Par Alexandre Saint-Etienne

GROS PLAN SUD RADIO - Le Parlement a définitivement adopté la loi Ripost mardi 21 juillet. Présenté par le gouvernement comme un texte destiné à renforcer la lutte contre les troubles à l’ordre public, il durcit les sanctions dans plusieurs domaines du quotidien. Rodéos urbains, consommation de drogues, protoxyde d’azote ou encore free parties : voici ce qui va changer.

Rodéo urbain Loi
Les rodéos urbains sont particulièrement concernés par cette loi

Après plusieurs mois de débats, la loi Ripost a été définitivement adoptée ce mardi 21 juillet après son passage à l’Assemblée nationale, faisant suite au vote du Sénat. Le texte, porté par le gouvernement, renforce l’arsenal pénal contre plusieurs formes de délinquance et crée de nouvelles infractions. Son objectif affiché : permettre une réponse plus rapide et plus ferme face à des phénomènes en forte hausse ces dernières années.

Rodéos urbains : des sanctions plus rapides et plus lourdes

Les rodéos urbains sont l’une des principales cibles de la loi. Les auteurs pourront désormais être sanctionnés plus rapidement grâce à une amende forfaitaire délictuelle, évitant un passage systématique devant le tribunal. Le texte alourdit également les sanctions contre les organisateurs de ces rassemblements, qui risquent dorénavant jusqu’à trois ans de prison. Le gouvernement espère ainsi mieux dissuader ces pratiques, régulièrement dénoncées par les riverains.

Drogue : l’amende plus que doublée

La loi durcit aussi la répression de l’usage de stupéfiants. L’amende forfaitaire passe de 200 à 500 euros, afin de renforcer son caractère dissuasif. Les préfets pourront également suspendre plus facilement le permis de conduire des personnes contrôlées positives aux stupéfiants, notamment pour renforcer la sécurité routière.

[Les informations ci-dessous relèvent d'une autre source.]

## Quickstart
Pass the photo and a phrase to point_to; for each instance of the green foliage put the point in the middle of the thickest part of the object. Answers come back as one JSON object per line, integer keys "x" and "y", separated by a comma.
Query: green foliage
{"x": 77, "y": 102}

Protoxyde d’azote : le “gaz hilarant” dans le viseur

Face à l’essor de la consommation de protoxyde d’azote, notamment chez les jeunes, la loi crée un nouveau délit d’inhalation. Elle renforce également les sanctions en cas de conduite sous son emprise. Enfin, la vente de ce “gaz hilarant” aux particuliers sera interdite. Cette mesure n’entrera toutefois en vigueur qu’au 1er février 2027, afin de laisser le temps aux distributeurs de s’adapter.

Free parties : un contrôle renforcé

Les free parties sont elles aussi concernées par le texte. Leur organisation devient un délit, tout comme la participation à certains rassemblements illégaux. Autre changement important : le seuil de déclaration obligatoire en préfecture est abaissé de 500 à 250 participants, afin de permettre aux autorités de mieux anticiper et encadrer ces événements.